It is really your choice. If your hot flashes are not bothering you that much, you may want to just wait them out. Hot flashes generally become milder and less frequent as time goes on, and for most women they totally disappear. However, there are some women who have a long experience with hot flashes for several years, maybe longer, and then an occasional hot flash forever. The challenge is that no one can predict how long your hot flashes will persist. Hormone therapy provides very effective treatment for hot flashes, but it is not always a permanent cure. About forty percent of women have a return of their hot flashes when they stop treatment—somewhat like a second menopause when the estrogen level drops again.

There are a number of low-risk coping strategies and lifestyle changes that may be helpful to you for managing hot flashes, but if hot flashes remain very disruptive then prescription therapy can be considered. Prescription hormone therapy (HT) approved by the US Food and Drug Administration (FDA) and by Health Canada include systemic estrogen therapy (ET) and estrogen-progestogen therapy (EPT; for women with a uterus). Some of these treatments have been around for 70 years. A newer FDA-approved hormone product, for women with a uterus, combines estrogen with bazedoxifene instead of a progestogen. Bazedoxifene is an estrogen agonist/antagonist, which means that it works like estrogen in some tissues while inhibiting estrogen activity in others. In this case, it helps to protect the uterus from cancer. There are reasons why some women should not use HT and the list includes such things as a history of estrogen-related cancers such as breast cancer, a history of liver disease, blood clots in the legs or lungs, cardiovascular disease, and stroke.
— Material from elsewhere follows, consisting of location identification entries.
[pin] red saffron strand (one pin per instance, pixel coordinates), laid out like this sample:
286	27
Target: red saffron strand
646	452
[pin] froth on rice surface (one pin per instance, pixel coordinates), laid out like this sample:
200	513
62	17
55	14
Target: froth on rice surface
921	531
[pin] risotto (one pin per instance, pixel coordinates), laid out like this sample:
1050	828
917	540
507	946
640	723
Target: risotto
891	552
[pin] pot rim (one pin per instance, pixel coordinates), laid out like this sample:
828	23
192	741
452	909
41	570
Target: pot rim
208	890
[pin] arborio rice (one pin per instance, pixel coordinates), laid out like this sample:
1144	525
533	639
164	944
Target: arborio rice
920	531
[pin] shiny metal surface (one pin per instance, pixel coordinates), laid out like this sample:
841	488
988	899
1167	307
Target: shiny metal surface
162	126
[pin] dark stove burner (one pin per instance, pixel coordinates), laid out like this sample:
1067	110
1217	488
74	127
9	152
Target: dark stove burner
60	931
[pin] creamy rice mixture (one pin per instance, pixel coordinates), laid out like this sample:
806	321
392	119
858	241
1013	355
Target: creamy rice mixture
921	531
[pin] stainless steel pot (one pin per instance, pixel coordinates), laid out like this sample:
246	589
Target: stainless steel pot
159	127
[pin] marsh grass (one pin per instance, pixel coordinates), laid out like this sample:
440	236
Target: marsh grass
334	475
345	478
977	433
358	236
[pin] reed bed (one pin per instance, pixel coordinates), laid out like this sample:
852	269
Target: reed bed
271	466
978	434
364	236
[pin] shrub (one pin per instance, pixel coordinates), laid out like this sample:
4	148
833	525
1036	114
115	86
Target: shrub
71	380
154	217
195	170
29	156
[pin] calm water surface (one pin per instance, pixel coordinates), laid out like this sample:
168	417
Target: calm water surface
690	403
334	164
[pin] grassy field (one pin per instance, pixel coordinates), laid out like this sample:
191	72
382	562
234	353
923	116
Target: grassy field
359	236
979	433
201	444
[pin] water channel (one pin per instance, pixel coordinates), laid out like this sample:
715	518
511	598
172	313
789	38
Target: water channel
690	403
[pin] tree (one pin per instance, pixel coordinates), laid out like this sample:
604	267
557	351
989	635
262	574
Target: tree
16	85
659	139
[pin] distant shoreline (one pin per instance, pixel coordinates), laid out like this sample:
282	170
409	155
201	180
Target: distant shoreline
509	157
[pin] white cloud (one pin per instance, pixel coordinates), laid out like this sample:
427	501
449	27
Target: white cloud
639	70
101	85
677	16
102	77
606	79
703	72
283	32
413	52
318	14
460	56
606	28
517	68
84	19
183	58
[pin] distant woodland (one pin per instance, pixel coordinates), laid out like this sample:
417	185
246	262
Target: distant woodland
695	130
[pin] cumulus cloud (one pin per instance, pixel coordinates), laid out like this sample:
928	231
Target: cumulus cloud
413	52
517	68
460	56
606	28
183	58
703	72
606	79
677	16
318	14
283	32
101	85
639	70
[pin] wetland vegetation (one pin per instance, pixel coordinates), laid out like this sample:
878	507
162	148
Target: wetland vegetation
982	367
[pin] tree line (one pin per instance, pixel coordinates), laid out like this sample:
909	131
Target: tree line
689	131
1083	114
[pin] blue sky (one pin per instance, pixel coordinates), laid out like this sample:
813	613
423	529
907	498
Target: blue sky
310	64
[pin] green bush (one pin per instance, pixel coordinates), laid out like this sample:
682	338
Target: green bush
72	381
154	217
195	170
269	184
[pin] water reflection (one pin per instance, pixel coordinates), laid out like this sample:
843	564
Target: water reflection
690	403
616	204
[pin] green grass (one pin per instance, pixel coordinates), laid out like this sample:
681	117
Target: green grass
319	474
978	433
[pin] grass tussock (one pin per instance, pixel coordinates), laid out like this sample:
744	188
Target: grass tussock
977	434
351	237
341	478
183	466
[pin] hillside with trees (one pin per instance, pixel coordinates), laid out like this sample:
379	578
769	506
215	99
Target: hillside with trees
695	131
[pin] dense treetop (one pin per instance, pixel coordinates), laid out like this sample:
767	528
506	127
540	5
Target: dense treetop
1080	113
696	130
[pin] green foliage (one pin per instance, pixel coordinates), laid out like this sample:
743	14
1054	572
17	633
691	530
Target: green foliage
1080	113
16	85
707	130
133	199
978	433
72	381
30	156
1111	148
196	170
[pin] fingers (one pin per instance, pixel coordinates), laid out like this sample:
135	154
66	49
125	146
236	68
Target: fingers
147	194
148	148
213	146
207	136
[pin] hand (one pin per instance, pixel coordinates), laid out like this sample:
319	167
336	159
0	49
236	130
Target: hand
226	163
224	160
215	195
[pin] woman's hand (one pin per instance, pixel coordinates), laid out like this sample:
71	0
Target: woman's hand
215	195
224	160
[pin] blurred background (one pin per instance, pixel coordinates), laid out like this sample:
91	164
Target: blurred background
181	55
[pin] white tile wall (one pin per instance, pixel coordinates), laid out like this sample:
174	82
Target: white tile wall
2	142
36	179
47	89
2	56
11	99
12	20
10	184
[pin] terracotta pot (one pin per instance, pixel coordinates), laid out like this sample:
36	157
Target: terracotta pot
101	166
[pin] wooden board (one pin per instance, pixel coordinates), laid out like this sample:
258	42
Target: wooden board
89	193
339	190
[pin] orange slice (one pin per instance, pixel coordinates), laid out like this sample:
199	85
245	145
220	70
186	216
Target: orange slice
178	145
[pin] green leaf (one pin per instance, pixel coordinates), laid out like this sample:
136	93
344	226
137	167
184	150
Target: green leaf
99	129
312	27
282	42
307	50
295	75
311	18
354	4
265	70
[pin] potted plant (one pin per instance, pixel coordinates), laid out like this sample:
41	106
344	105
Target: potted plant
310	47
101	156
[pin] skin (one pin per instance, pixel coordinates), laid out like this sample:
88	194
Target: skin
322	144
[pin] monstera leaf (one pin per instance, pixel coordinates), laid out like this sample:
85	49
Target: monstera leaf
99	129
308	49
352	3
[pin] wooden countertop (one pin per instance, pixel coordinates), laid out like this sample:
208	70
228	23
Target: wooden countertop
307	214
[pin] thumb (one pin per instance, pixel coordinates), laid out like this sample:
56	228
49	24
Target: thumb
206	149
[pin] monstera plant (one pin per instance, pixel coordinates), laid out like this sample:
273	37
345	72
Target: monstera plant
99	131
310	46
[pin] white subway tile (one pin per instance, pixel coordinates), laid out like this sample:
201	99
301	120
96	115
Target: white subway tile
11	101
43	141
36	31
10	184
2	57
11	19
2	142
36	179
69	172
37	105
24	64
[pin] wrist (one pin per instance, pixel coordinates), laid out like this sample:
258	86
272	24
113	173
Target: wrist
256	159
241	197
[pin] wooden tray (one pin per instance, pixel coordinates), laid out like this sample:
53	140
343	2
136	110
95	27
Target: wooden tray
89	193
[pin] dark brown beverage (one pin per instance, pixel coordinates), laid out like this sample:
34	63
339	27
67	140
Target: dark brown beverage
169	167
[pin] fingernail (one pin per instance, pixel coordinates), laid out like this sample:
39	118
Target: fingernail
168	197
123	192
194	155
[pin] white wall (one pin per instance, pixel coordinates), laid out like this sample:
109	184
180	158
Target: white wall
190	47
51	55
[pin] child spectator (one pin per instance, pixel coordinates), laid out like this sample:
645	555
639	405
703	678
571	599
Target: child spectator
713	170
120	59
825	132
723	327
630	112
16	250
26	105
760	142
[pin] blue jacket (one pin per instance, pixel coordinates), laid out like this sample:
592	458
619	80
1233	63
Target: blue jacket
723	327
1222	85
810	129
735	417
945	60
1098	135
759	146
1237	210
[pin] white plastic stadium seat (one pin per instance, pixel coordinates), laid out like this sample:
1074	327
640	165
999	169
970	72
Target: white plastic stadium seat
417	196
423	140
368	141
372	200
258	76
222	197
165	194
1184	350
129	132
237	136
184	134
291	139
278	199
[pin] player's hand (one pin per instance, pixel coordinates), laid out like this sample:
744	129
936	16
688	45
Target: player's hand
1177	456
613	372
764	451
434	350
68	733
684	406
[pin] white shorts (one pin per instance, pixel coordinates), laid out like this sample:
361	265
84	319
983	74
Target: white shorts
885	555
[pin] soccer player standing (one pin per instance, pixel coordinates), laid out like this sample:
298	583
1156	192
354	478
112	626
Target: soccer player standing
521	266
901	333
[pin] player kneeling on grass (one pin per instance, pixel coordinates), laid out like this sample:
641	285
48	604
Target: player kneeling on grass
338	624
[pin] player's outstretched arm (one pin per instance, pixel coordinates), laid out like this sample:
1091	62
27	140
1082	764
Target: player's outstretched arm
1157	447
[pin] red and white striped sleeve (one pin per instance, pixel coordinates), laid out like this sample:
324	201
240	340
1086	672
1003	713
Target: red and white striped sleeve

A review of your health history with your healthcare provider is an important first step.

For women who prefer not to take hormones or cannot take them for other health reasons, nonhormonal drugs approved to treat depression, called selective serotonin-reuptake inhibitors (SSRIs), have been found to be effective in treating hot flashes in women who don’t have depression. The only SSRI the FDA has approved thus far for treating hot flashes is paroxetine 7.5 mg. It was shown to improve hot flashes and offers women a new choice. Discuss with your healthcare provider all of these options to see which ones are appropriate for you.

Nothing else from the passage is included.